Guide · Mountlake Terrace · Snohomish County · Updated July 2026
How many units can you build in Mountlake Terrace?
If you own or are evaluating a residential lot in Mountlake Terrace, the first question is almost always the same: how many homes can legally go on it? Since Washington's HB 1110 middle-housing law took effect, the answer for most Mountlake Terrace lots is now more than one. Mountlake Terrace permits 2 to 6+ units per lot depending on the residential district, with sixplexes unlocked through its affordability incentive.
Mountlake Terrace at a glance: 2 units per lot by right, up to 6 with the city's bonus, plus up to 2 ADUs under HB 1337. Source: MTMC 19.30 Table 19.30.030 (Ord. 2884).
What Mountlake Terrace's adopted code allows
Mountlake Terrace permits 2 to 6+ units per lot depending on the residential district, with sixplexes unlocked through its affordability incentive. R-1 is the 2-unit floor; R-4 has no flat unit cap.
The details: varies by district — R-2 reaches a sixplex via the affordability bonus, R-3 permits all middle-housing types through sixplexes, and R-4 adds multifamily with no flat cap; no transit tier. These are Mountlake Terrace's city-wide standards, per MTMC 19.30 Table 19.30.030 (Ord. 2884); the exact figure for a specific parcel — its zone, lot size, transit proximity, and critical areas — is what a Civexa report resolves.
What actually fits: floor area, height, and setbacks
HB 1110 and the city code set the right to a number of units; the zone's building envelope sets what physically fits. Floor-area ratio, lot coverage, height, and setbacks together decide whether those homes pencil as detached cottages, a townhouse row, or a stacked-flat building. Civexa computes this envelope for Mountlake Terrace zone by zone, so the unit count you see is one the zoning can actually hold.
What can shrink it: critical areas
Steep slopes, wetlands, streams, and flood zones can override the unit math on a specific parcel. A lot that qualifies for the maximum on paper may be constrained once environmentally critical areas are mapped. Civexa screens FEMA flood, slope, and county critical-area layers for every Mountlake Terrace address so you find this out before you make an offer, not after.
Get the exact number for your Mountlake Terrace parcel
The figures above are Mountlake Terrace's city-wide rules. The number that matters is the one for your address — its zone, lot size, transit proximity, and critical areas. Civexa turns that into a full feasibility report in about a minute: unit count, buildable envelope, a preliminary pro forma, utilities, and permit path.
Run a Mountlake Terrace feasibility report →
Frequently asked
How many units can I build on a residential lot in Mountlake Terrace?
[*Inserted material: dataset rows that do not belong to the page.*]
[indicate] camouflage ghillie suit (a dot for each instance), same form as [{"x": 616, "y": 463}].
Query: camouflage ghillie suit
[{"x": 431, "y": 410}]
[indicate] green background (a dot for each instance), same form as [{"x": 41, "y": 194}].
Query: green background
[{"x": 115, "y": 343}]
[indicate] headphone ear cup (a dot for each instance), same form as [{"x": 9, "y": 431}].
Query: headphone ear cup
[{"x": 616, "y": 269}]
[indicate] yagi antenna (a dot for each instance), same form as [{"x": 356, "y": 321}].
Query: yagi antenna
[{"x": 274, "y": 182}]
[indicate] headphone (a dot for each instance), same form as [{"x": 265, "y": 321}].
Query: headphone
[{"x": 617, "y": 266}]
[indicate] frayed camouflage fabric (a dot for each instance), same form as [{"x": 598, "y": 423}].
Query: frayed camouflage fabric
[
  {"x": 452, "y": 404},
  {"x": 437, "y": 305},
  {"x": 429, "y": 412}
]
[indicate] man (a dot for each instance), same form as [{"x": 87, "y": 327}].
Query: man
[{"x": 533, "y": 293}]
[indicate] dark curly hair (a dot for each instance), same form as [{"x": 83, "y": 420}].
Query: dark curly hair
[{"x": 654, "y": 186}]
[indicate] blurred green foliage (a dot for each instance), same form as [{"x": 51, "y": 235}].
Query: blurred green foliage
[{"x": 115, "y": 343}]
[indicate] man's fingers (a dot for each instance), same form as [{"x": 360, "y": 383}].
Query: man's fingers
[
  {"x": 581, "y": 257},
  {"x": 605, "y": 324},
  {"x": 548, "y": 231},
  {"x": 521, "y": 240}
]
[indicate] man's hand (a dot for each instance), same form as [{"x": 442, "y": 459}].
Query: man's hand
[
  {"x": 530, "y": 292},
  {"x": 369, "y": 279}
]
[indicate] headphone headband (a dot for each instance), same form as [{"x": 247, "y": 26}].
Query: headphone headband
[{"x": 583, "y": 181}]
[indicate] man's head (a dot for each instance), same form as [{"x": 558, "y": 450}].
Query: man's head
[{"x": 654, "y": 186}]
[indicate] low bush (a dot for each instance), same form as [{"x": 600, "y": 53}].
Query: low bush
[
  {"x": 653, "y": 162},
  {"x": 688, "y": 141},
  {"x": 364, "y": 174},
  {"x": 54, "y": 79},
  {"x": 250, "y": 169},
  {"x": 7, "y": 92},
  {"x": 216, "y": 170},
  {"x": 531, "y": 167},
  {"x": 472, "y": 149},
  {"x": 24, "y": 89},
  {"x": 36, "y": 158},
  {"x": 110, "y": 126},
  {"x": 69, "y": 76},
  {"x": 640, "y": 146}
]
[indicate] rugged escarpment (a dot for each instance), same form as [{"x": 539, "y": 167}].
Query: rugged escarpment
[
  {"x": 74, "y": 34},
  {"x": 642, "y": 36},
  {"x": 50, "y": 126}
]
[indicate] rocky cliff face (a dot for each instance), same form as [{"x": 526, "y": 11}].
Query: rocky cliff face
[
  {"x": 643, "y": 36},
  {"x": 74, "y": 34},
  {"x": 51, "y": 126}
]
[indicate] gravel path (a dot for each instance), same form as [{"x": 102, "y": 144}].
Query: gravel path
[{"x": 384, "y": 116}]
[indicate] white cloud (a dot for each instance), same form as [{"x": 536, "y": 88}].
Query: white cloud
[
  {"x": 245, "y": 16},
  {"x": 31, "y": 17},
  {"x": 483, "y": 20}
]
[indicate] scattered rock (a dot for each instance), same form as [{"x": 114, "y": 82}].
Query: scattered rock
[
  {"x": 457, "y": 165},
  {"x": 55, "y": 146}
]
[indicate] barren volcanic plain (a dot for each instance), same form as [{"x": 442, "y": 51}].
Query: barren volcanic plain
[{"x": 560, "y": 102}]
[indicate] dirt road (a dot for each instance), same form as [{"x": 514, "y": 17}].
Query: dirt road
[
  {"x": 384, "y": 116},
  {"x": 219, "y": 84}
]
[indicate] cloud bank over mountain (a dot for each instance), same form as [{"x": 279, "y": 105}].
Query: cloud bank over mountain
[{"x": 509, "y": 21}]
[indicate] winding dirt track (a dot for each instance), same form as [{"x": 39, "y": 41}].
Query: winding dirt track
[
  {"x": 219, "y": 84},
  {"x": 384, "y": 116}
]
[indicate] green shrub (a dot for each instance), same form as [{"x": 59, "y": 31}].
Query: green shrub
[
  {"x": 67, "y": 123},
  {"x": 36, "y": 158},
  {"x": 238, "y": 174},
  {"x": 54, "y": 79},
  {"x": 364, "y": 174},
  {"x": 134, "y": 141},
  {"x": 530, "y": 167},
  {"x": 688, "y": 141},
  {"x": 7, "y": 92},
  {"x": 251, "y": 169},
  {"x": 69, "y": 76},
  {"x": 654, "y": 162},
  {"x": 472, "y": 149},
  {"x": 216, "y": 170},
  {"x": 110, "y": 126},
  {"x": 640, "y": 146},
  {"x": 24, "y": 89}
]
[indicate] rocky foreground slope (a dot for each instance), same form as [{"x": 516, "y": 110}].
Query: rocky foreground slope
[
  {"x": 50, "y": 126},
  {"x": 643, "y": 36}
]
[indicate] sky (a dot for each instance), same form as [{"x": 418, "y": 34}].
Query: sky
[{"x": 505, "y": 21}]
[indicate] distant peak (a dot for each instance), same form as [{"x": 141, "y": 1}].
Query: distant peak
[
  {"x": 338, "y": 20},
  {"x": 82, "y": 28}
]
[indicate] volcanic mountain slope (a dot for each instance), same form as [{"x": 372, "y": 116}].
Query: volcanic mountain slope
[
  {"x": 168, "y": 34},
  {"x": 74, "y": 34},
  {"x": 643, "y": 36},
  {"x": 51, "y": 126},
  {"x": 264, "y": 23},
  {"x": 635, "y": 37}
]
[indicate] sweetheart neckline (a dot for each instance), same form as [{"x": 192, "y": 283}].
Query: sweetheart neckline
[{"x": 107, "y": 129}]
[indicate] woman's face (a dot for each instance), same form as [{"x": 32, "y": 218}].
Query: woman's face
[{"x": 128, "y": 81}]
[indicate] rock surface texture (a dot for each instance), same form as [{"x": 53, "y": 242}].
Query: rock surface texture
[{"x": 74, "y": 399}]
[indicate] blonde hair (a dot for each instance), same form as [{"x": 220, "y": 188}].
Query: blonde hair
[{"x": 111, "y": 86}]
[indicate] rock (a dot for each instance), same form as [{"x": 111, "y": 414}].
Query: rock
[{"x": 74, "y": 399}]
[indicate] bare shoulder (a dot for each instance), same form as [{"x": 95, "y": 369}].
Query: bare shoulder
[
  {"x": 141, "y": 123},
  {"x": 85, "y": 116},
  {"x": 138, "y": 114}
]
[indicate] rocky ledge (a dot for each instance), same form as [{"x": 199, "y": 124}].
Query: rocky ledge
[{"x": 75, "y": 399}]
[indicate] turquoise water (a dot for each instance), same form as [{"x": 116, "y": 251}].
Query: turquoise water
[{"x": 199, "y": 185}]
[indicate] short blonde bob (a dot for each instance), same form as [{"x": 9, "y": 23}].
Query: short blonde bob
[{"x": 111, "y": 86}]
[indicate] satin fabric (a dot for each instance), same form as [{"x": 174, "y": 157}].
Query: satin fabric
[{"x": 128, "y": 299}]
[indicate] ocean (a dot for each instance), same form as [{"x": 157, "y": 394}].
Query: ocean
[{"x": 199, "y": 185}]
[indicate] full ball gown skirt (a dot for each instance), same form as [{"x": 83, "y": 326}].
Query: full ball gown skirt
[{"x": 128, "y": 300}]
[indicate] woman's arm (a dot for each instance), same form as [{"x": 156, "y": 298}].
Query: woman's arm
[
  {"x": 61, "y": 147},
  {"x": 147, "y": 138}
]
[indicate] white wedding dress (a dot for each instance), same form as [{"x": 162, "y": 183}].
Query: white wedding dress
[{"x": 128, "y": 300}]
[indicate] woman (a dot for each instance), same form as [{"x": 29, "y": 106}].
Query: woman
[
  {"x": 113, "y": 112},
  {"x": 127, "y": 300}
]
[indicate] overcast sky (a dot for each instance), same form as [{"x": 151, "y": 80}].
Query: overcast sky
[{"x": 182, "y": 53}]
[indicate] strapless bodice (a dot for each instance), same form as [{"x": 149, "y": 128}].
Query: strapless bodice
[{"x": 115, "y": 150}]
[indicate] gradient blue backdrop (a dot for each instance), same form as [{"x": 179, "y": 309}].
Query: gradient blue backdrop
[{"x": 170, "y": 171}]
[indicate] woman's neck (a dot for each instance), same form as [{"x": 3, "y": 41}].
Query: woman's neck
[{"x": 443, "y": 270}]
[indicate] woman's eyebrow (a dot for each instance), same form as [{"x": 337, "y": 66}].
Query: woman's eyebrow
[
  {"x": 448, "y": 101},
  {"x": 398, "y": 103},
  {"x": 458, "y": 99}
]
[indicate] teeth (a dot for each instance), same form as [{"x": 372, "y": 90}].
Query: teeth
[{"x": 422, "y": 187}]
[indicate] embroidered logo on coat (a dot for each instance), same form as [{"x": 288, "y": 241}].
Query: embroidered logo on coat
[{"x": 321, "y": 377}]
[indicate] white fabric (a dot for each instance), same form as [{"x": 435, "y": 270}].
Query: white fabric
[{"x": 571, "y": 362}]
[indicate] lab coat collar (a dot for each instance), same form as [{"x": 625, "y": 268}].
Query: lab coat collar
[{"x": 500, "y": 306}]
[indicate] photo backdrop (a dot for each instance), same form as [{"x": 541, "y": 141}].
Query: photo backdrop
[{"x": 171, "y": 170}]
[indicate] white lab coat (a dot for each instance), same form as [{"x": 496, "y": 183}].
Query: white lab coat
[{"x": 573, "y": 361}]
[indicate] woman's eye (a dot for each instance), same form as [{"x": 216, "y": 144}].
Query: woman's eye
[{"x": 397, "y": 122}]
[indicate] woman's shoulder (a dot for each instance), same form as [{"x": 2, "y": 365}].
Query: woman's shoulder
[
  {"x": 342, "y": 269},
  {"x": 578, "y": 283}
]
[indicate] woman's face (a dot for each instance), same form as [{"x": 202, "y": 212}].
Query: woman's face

Mountlake Terrace permits 2 to 6+ units per lot depending on the residential district, with sixplexes unlocked through its affordability incentive. That is per MTMC 19.30 Table 19.30.030 (Ord. 2884). The exact number for a specific parcel still depends on its zone, lot size, transit proximity, and critical areas — run a Civexa report for the parcel-level figure.
Can I add ADUs on top of that in Mountlake Terrace?
Washington's HB 1337 allows up to two accessory dwelling units on a residential lot. In some cities they count toward the middle-housing total and in others they are separate — your Civexa report applies Mountlake Terrace's specific rule.
What unlocks the maximum in Mountlake Terrace?
Varies by district — R-2 reaches a sixplex via the affordability bonus, R-3 permits all middle-housing types through sixplexes, and R-4 adds multifamily with no flat cap; no transit tier.